KONDO et al., U.S. Pat. No. 4,313,014, discloses the adsorptive separation of cyclohexene from a cyclohexene/cyclohexane mixture using a type X and/or type Y aluminosilicate zeolite, which may be desorbed with a trimethylbenzene (see column 2, lines 3-11).
OWAYSI et al., U.S. Pat. No. 4,567,315, discloses a process for removing aromatic hydrocarbons from a liquid paraffin. The aromatics are first adsorbed by a type X zeolite molecular sieve material, and are then desorbed using a polar or polarizeable substance such as an alcohol or glycol (see column 3, lines 65-68 and column 7, lines 15-20). In a third step the desorbed aromatic hydrocarbons are washed from the zeolite bed using a solvent such as n-hexane, n-heptane, or iso-octane (see column 7, lines 26-30). MIWA et al., U.S. Pat. No. 4,571,441, discloses separating a substituted benzene from a substituted benzene isomer mixture using a faujasite-type zeolitic adsorbent such as type X zeolite or type Y zeolite. Depending on the nature of the substituted benzene whose recovery is desired, the desorbent used may be toluene, xylene, dichlorotoluene, chloroxylene, or trimethylbenzene; an oxygen-containing substance such as an alcohol or a ketone; or, diethylbenzene (see column 3, lines 35-59).

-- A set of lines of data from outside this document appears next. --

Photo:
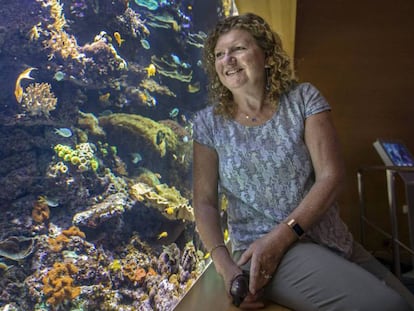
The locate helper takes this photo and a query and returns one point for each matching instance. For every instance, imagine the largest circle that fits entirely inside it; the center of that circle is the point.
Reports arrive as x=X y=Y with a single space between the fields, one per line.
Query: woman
x=268 y=144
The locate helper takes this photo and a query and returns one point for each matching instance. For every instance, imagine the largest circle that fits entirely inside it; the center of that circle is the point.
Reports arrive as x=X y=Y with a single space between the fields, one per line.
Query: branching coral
x=155 y=136
x=167 y=200
x=58 y=284
x=38 y=99
x=58 y=243
x=59 y=41
x=40 y=211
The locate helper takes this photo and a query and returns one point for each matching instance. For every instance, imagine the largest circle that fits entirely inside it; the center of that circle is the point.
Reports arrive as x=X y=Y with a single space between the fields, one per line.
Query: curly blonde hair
x=280 y=76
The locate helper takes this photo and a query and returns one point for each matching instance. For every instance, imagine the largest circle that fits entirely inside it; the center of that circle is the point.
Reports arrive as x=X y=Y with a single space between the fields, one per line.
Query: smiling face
x=239 y=61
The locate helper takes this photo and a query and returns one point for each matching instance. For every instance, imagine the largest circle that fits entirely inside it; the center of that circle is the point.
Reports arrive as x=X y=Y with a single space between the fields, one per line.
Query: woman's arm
x=322 y=142
x=207 y=211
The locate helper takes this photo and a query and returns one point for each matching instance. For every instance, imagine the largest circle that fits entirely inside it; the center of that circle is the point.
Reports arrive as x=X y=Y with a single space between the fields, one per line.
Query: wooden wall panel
x=280 y=14
x=361 y=56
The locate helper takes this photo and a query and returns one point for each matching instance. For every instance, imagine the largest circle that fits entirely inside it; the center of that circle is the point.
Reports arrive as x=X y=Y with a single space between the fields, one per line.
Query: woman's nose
x=229 y=59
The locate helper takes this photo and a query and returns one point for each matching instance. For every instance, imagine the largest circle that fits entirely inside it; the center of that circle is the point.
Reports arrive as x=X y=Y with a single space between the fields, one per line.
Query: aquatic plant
x=40 y=211
x=38 y=99
x=149 y=4
x=81 y=157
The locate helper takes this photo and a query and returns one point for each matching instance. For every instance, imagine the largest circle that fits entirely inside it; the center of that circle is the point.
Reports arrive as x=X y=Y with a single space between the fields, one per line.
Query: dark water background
x=95 y=152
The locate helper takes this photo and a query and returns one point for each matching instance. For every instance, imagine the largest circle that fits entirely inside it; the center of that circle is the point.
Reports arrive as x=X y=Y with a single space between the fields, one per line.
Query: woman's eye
x=219 y=54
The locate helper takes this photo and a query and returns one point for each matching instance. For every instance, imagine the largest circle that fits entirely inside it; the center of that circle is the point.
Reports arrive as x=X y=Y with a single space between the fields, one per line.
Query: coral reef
x=151 y=134
x=58 y=284
x=41 y=211
x=38 y=100
x=95 y=161
x=165 y=199
x=112 y=206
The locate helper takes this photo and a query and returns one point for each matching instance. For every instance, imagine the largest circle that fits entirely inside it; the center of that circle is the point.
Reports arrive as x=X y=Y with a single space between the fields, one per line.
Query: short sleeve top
x=266 y=170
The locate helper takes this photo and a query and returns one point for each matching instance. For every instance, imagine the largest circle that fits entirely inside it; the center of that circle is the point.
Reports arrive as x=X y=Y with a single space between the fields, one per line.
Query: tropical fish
x=174 y=112
x=18 y=90
x=136 y=157
x=169 y=210
x=104 y=97
x=59 y=75
x=63 y=131
x=118 y=38
x=163 y=234
x=145 y=44
x=160 y=137
x=176 y=59
x=151 y=70
x=193 y=88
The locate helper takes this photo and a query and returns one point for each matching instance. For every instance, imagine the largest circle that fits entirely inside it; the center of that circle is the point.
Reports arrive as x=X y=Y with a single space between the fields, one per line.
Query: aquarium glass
x=96 y=100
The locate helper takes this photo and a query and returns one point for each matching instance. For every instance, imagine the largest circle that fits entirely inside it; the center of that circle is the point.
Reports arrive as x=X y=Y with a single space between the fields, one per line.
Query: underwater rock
x=112 y=206
x=16 y=248
x=145 y=130
x=167 y=200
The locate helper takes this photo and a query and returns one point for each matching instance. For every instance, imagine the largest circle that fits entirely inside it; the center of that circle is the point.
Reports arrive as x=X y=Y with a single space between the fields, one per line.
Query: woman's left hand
x=264 y=255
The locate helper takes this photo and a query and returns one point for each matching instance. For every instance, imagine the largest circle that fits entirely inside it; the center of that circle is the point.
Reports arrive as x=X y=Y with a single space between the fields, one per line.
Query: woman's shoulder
x=304 y=88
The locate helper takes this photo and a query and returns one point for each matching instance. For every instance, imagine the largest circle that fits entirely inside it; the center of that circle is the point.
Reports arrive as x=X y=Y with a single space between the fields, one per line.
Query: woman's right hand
x=229 y=271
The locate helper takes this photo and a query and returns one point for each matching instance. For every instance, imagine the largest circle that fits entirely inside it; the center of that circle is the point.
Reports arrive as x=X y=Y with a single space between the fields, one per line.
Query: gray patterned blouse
x=266 y=170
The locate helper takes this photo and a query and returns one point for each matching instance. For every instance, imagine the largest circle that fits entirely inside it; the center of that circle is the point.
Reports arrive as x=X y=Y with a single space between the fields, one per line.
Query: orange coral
x=58 y=283
x=41 y=211
x=74 y=231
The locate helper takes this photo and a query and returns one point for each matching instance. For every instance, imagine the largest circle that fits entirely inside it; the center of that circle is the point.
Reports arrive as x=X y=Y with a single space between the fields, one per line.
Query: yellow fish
x=118 y=38
x=169 y=210
x=18 y=90
x=163 y=234
x=104 y=97
x=151 y=70
x=226 y=235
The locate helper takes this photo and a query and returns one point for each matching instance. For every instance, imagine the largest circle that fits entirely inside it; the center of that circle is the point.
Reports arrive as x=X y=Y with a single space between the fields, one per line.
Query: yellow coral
x=38 y=99
x=41 y=211
x=58 y=284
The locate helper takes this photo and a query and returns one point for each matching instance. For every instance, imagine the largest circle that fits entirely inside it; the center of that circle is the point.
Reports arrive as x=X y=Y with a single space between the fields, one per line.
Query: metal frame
x=390 y=172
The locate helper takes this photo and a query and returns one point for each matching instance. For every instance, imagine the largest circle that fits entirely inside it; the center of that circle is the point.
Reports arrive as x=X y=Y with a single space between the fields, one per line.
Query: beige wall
x=360 y=55
x=280 y=14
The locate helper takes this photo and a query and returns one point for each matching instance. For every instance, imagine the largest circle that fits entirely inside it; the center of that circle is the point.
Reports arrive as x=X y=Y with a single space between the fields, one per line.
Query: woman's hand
x=264 y=255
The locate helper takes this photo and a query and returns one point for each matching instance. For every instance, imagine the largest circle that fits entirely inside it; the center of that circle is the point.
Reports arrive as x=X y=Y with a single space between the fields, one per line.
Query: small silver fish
x=64 y=132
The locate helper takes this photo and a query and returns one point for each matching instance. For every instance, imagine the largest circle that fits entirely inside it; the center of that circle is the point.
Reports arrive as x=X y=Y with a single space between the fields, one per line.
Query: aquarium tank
x=96 y=100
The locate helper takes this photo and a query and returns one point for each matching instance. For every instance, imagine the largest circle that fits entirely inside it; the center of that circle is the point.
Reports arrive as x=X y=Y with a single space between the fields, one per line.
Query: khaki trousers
x=311 y=277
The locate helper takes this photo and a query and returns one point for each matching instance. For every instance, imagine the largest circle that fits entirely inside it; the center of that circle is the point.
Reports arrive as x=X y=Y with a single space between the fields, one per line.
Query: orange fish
x=18 y=90
x=163 y=234
x=118 y=38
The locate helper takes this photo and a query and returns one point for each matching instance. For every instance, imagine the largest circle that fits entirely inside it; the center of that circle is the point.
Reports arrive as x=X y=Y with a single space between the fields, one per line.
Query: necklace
x=253 y=119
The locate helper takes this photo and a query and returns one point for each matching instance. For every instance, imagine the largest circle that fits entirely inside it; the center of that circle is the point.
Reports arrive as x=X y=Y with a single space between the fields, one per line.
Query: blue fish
x=174 y=112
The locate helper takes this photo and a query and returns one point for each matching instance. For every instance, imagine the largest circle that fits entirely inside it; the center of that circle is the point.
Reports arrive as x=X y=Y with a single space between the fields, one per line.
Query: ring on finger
x=265 y=275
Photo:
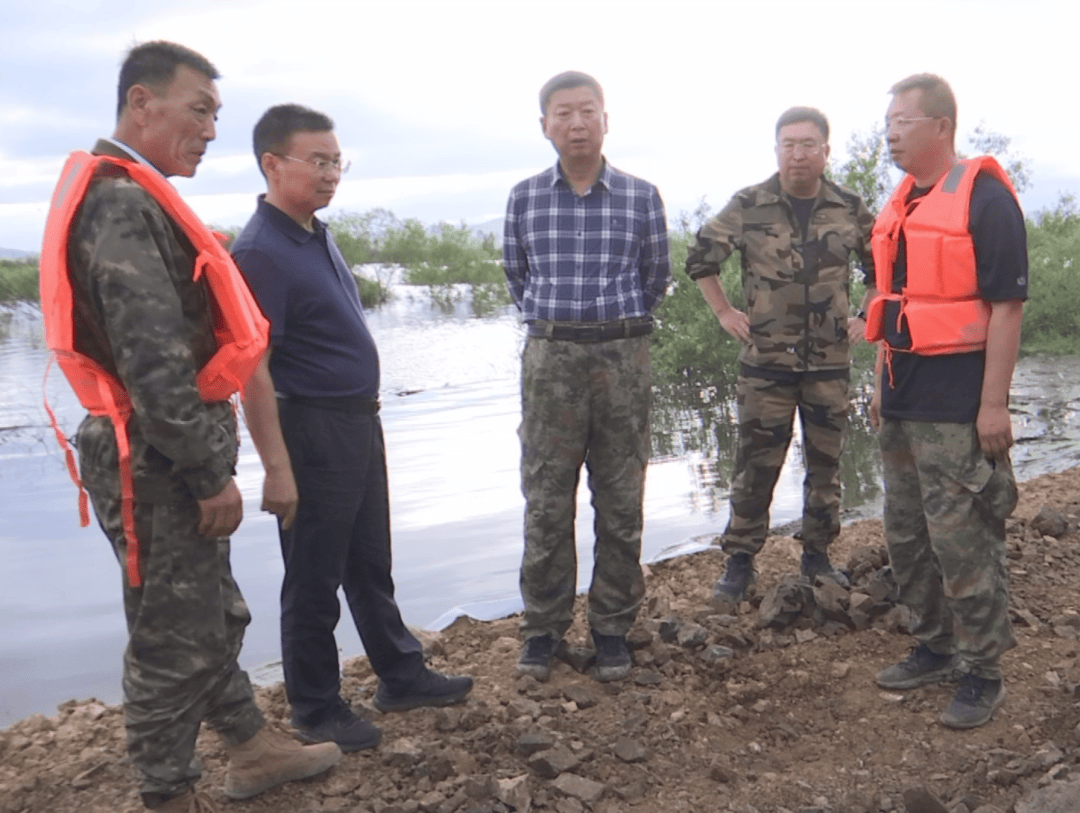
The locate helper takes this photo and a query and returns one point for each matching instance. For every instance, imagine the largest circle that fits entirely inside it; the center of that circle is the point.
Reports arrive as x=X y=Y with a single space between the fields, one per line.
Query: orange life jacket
x=239 y=325
x=940 y=303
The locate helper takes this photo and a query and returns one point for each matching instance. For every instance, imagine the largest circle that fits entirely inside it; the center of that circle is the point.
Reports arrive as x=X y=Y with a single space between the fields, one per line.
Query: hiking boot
x=738 y=579
x=271 y=758
x=342 y=727
x=612 y=658
x=920 y=667
x=974 y=702
x=192 y=801
x=815 y=564
x=431 y=689
x=535 y=660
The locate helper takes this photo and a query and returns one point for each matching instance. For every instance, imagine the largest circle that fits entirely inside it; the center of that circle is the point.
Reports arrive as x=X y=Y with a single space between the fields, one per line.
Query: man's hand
x=736 y=323
x=280 y=496
x=994 y=425
x=219 y=515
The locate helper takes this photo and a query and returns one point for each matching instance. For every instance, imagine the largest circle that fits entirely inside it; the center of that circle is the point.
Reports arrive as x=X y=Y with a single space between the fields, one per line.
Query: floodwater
x=450 y=412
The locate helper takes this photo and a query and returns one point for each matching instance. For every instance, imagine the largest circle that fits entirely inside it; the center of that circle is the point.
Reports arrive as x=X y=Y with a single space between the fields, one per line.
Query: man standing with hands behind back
x=952 y=253
x=585 y=256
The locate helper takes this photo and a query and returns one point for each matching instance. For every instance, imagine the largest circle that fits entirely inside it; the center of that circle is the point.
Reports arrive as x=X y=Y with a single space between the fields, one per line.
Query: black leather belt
x=354 y=404
x=585 y=333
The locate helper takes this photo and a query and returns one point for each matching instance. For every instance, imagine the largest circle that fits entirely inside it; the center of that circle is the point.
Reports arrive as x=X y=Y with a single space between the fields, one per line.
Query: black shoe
x=817 y=564
x=920 y=667
x=974 y=702
x=431 y=689
x=342 y=727
x=738 y=579
x=612 y=658
x=536 y=656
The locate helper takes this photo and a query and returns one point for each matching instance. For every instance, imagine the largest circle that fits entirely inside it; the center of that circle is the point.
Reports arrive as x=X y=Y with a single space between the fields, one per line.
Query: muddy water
x=450 y=411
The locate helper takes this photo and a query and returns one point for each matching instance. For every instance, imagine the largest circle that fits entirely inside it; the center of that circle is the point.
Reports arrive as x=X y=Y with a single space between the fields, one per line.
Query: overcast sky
x=435 y=103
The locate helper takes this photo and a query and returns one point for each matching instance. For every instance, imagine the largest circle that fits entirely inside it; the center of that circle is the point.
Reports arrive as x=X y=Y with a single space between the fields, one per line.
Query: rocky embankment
x=769 y=709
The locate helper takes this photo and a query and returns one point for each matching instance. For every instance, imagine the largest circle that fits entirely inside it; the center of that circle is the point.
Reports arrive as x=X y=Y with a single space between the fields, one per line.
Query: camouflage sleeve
x=656 y=259
x=515 y=263
x=865 y=220
x=137 y=278
x=715 y=242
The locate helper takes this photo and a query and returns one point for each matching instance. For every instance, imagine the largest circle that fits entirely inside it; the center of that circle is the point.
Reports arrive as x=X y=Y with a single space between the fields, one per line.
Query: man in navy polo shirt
x=321 y=443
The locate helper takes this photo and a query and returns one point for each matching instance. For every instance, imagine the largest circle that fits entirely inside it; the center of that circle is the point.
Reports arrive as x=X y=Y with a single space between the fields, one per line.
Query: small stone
x=631 y=750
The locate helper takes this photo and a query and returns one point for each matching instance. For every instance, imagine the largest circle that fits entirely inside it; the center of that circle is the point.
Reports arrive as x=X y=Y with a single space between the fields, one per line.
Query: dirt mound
x=771 y=709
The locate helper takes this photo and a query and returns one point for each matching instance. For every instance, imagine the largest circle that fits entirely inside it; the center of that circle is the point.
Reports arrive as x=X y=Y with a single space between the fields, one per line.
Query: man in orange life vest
x=950 y=254
x=139 y=314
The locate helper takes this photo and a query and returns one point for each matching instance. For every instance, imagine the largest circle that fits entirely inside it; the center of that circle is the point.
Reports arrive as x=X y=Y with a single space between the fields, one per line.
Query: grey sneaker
x=536 y=656
x=612 y=658
x=974 y=702
x=920 y=667
x=738 y=578
x=815 y=564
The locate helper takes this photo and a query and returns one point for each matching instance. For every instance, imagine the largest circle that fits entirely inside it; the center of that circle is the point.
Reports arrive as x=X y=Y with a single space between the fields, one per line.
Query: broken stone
x=631 y=750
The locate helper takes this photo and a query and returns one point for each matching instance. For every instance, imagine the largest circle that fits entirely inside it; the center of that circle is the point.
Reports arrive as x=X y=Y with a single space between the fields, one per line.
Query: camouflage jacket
x=796 y=287
x=140 y=316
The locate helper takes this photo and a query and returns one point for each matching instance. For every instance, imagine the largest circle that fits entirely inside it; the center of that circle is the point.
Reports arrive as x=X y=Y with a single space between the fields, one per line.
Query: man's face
x=576 y=123
x=913 y=135
x=801 y=154
x=297 y=181
x=180 y=122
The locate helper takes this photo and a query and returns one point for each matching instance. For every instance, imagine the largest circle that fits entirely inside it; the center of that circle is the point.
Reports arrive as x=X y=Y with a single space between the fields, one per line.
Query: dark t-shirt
x=948 y=388
x=320 y=338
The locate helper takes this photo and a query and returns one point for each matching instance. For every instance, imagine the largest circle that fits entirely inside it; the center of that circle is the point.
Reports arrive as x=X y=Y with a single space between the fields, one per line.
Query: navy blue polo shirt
x=320 y=338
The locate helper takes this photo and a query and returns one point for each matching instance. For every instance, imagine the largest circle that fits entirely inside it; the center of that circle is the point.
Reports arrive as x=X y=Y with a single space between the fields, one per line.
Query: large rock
x=1057 y=797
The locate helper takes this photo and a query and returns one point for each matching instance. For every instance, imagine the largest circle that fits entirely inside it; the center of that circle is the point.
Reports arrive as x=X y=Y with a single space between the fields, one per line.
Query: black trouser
x=340 y=538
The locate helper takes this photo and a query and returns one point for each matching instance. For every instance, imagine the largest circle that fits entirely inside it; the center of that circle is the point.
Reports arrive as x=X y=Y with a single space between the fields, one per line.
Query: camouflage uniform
x=796 y=289
x=583 y=403
x=945 y=524
x=139 y=314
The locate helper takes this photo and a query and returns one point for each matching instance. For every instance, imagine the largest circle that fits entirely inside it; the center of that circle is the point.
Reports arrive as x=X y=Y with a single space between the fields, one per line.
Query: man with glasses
x=952 y=253
x=312 y=410
x=796 y=232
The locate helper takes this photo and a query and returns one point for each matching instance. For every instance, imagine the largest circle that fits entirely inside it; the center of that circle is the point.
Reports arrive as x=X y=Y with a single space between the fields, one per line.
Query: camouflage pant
x=945 y=509
x=766 y=420
x=583 y=403
x=185 y=625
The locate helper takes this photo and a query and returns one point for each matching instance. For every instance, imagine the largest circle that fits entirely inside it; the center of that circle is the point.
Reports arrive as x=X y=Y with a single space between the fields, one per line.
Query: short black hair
x=153 y=65
x=799 y=114
x=280 y=122
x=937 y=97
x=565 y=81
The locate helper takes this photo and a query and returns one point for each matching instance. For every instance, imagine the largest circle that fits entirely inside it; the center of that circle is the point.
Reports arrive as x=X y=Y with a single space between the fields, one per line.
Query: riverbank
x=720 y=714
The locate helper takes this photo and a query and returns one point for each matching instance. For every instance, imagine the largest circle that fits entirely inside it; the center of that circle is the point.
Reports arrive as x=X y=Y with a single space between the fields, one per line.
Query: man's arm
x=656 y=257
x=715 y=242
x=1002 y=344
x=515 y=263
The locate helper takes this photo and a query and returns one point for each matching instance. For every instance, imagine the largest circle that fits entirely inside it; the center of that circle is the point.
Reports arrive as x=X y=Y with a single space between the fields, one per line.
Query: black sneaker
x=817 y=564
x=974 y=702
x=431 y=689
x=342 y=727
x=738 y=579
x=612 y=658
x=920 y=667
x=536 y=656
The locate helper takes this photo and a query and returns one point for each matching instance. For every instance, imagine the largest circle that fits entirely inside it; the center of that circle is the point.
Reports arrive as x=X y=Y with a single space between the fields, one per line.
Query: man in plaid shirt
x=585 y=256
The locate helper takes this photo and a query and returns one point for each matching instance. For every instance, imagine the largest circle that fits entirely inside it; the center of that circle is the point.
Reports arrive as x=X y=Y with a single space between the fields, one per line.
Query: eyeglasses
x=322 y=165
x=902 y=122
x=808 y=146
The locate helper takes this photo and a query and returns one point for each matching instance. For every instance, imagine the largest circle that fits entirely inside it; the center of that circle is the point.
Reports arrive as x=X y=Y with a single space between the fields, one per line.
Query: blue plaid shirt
x=597 y=257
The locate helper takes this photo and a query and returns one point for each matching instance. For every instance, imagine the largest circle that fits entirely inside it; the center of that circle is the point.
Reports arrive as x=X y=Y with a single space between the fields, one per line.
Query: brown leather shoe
x=189 y=802
x=271 y=758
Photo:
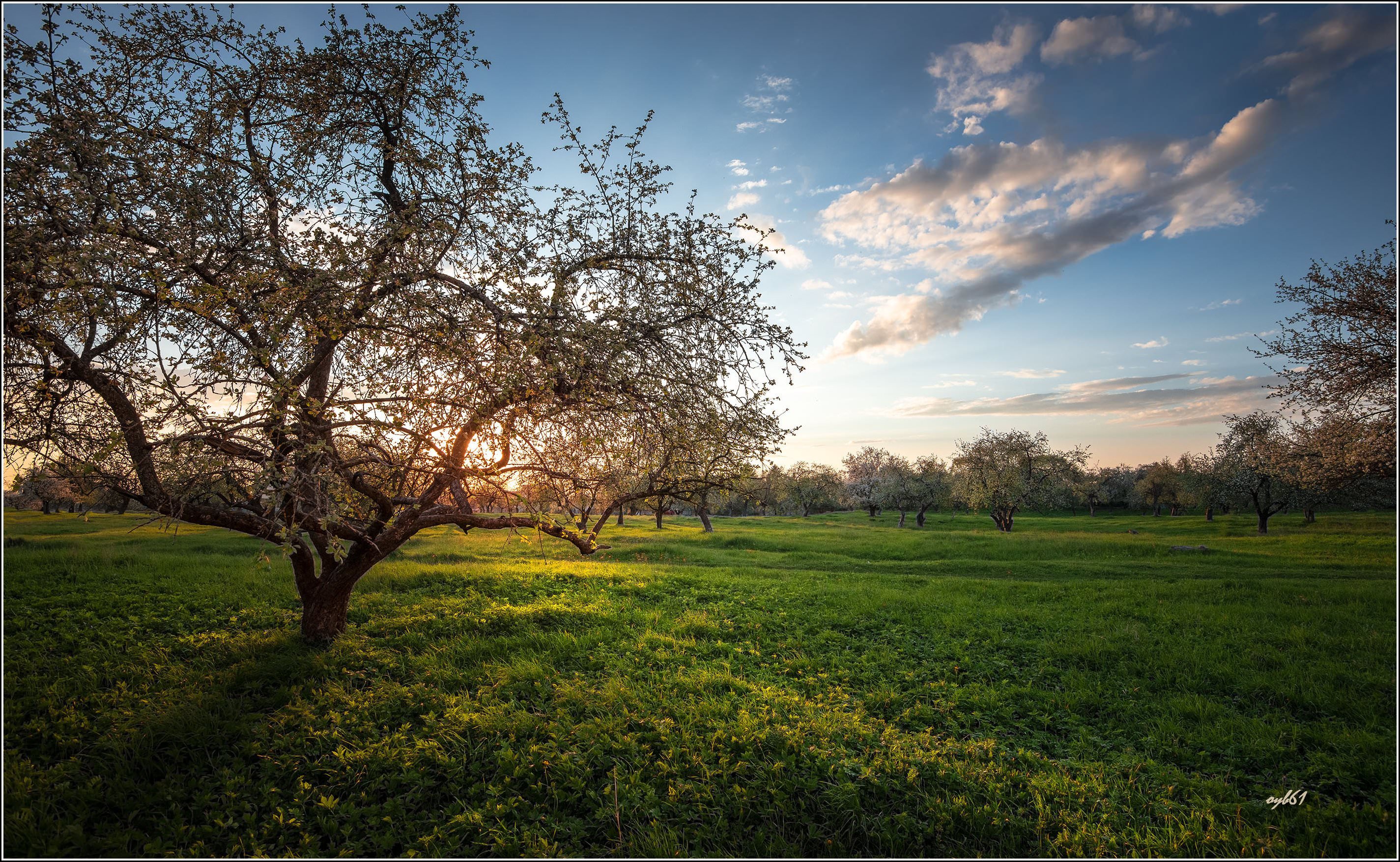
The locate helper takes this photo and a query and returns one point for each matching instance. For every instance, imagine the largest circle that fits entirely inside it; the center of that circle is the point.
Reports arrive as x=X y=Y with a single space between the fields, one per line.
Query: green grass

Russian Patent 1,298,202 discloses a method for removing aromatics from a paraffin feedstock using a solid adsorbent such as silica gel, amorphous aluminosilicate, or faujasite-type zeolite. A bed of the solid adsorbent is first pretreated with a stream of purified paraffins obtained from a prior purification cycle. The paraffin feedstock is then passed through the bed of solid adsorbent to remove aromatics therefrom until the aromatic content of the effluent reaches a specified level. Desorption of the adsorbed aromatics is carried out at 50.degree.-500.degree. C. using steam, ammonia, isopropyl alcohol, acetone, toluene, or the like. The desorbent must then be removed from the solid absorbent using a gas purge at 200.degree.-500.degree. C., and the bed must consequently be cooled to between 20.degree.-150.degree. C., using either a stream of purified paraffins or a gas, before resuming the adsorption phase.
Commonly owned, co-pending patent application U.S. Ser. No. 07/238,854 filed Aug. 31, 1988 entitled "Process for the Linear Paraffins" is directed to a to a process for purifying a hydrocarbon feedstock which contains linear paraffins, and at least one contaminant selected from the group consisting of aromatic compounds, nitrogen-containing compounds, sulfur-containing compounds, oxygen-containing compounds, color bodies, and mixtures thereof involves a) contacting a liquid feed stream of the hydrocarbon feedstock with an adsorbent comprising a zeolite having an average pore size of from about 6 to about 15 Angstroms under conditions suitable for the adsorption of the at least one contaminant by the zeolite to produce a contaminant-loaded zeolite; and b) desorbing the contaminant-loaded zeolite using a desorbent comprising an alkyl-substituted benzene. In this application, a feed forward control system is used to measure the aromatics and other impurities in the feed and to determine the adsorption cycle times based on a model or historical data which takes into consideration feed aromatics, adsorbent bed capacity, as well as other critical parameters. Feed forward control systems are conventional techniques whereby process control is accomplished by monitoring a variable to predict and control a subsequent related variable. In U.S. Ser. No. 07/238,854, Supercritical Fluid Chromatography (SFC), which involves the use of a supercritical fluid as a mobile phase with a porous silica stationary phase, is used to predict adsorbent bed utilization and to control the switching of adsorbent beds when the adsorbent in the adsorbent beds is predicted to be substantially saturated with aromatics and other impurities.